Abstract

Historically, the phrase “Risk Assessment” brought to mind a thick Superfund-type baseline risk assessment or clean-up goal derivation document filled with pages of tables with endless seemingly unrelated algorithms and numbers. Over the last decade, the principles of risk and exposure assessment have gained wide-reaching acceptance and are increasingly utilized to help solve other environmental impact, occupational health, or risk mitigation design problems. The typical objective of the classic risk assessment is the evaluation of current or future risks from exposure to contaminated media within the framework of a regulatory waste management or remediation program.
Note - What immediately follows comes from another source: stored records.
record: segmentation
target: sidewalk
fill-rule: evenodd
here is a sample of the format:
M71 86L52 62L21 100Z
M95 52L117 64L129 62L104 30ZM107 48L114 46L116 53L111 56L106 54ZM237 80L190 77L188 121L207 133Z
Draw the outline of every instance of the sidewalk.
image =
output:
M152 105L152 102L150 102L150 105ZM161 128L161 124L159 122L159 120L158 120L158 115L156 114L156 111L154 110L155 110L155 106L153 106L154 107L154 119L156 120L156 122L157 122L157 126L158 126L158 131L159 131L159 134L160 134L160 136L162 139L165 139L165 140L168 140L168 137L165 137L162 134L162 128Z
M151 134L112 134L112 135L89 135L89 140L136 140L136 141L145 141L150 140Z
Risk-based techniques are increasingly being used on a voluntary basis (i.e., outside of the standard regulatory arena) to demonstrate the presence, absence, or extent of environmental or health-related concerns in specific exposure circumstances. Likewise, a risk or exposure evaluation may be useful in determining the need for, or the legitimacy of, a public health advisory, alone or in conjunction with remedial or mitigative actions. Finally, risk-based techniques often find their way into the courtroom. Three case studies are presented in which riskbased solutions were employed to assist in resolving environmental or health-related issues: (1) a reversal of a fish consumption advisory; (2) an evaluation of arsenic in soil on and adjacent to a school facility; and (3) a challenge to a case of alleged methyl bromide exposure in a litigation context. In each case, the use of risk assessment principles was employed beyond the classic baseline risk assessment to address an applied problem of toxicological significance.